Gracious that’s so interesting....poor man but he lives on in this vital building. That is a very cold looking place, thick ice & I can imagine what it would look like in a roaring gale, you wouldn’t see a thing! Your dad must be very proud to have been involved in this project & you for his input!
What an informative narrative... and so fitting that it was named in remembrance of the lost hiker. A fitting capture of this historic building, which I’m sure your dad will take pleasure viewing too.
Good shot- so am I understanding this correctly- your dad worked on this one? Sad story about the hiker- but it sounds like some good came out of the sorrow in establishing this place for communications.

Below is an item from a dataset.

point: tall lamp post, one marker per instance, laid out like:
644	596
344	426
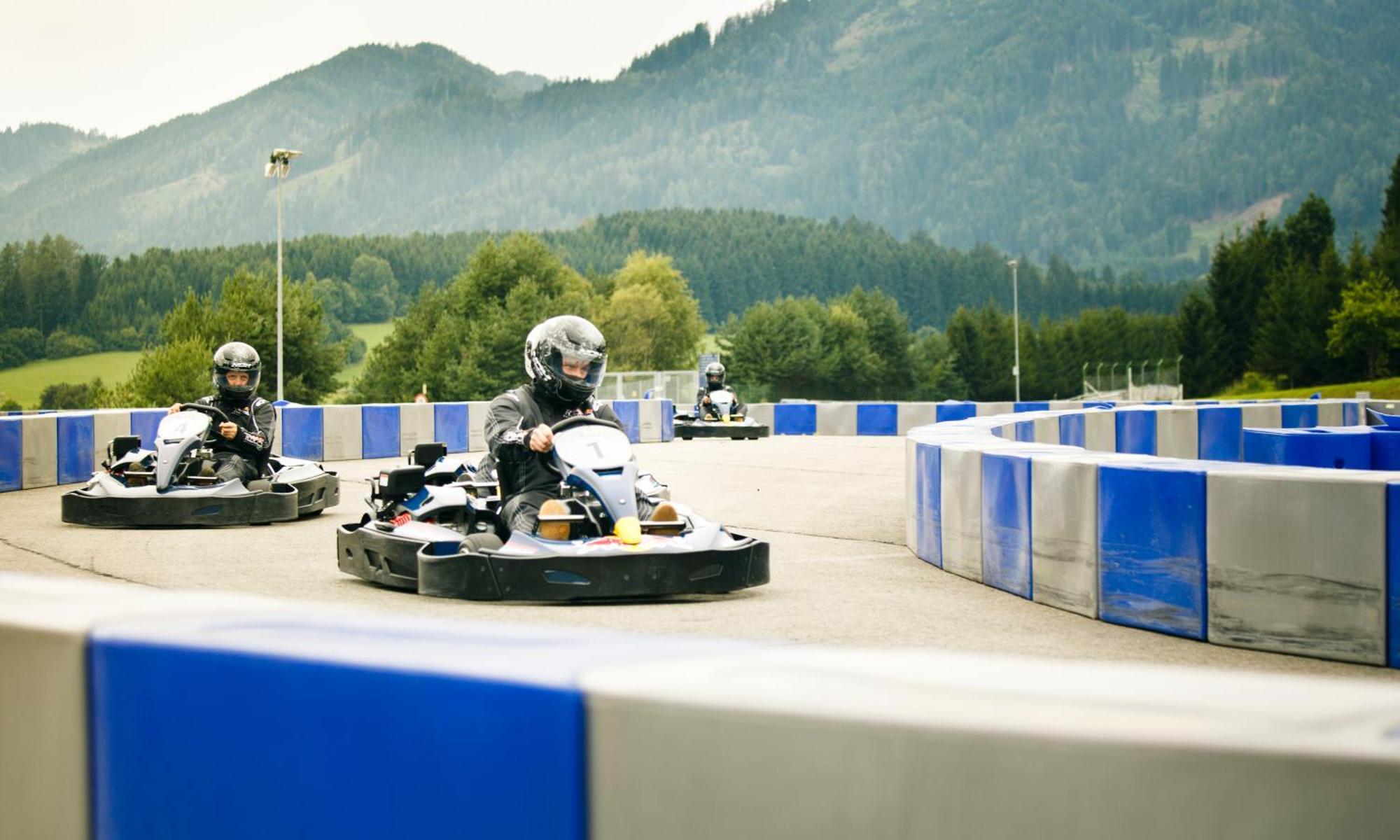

@olivetreeann Yes, at the beginning of dad's Mountain Rescue days in the 60s, one of the biggest problems they had was lack of radio contact when out on a rescue - putting the rescuing teams in danger and making their work less effective. Over 2-3 years they completed a project which was 1) to build a hut to house the radio set (and the operator) during a rescue and 2) to build a mast which would mean that there was no longer a need for an operator to sit in the hut as the radio could be remotely operated. Hard graft when everything has to be transported to the top of a hill. They also had to build the road, so that landrovers could get to the top, and run all the necessary cables for miles. A huge job, but one that paid off over the years, and still does, although many things have since been upgraded.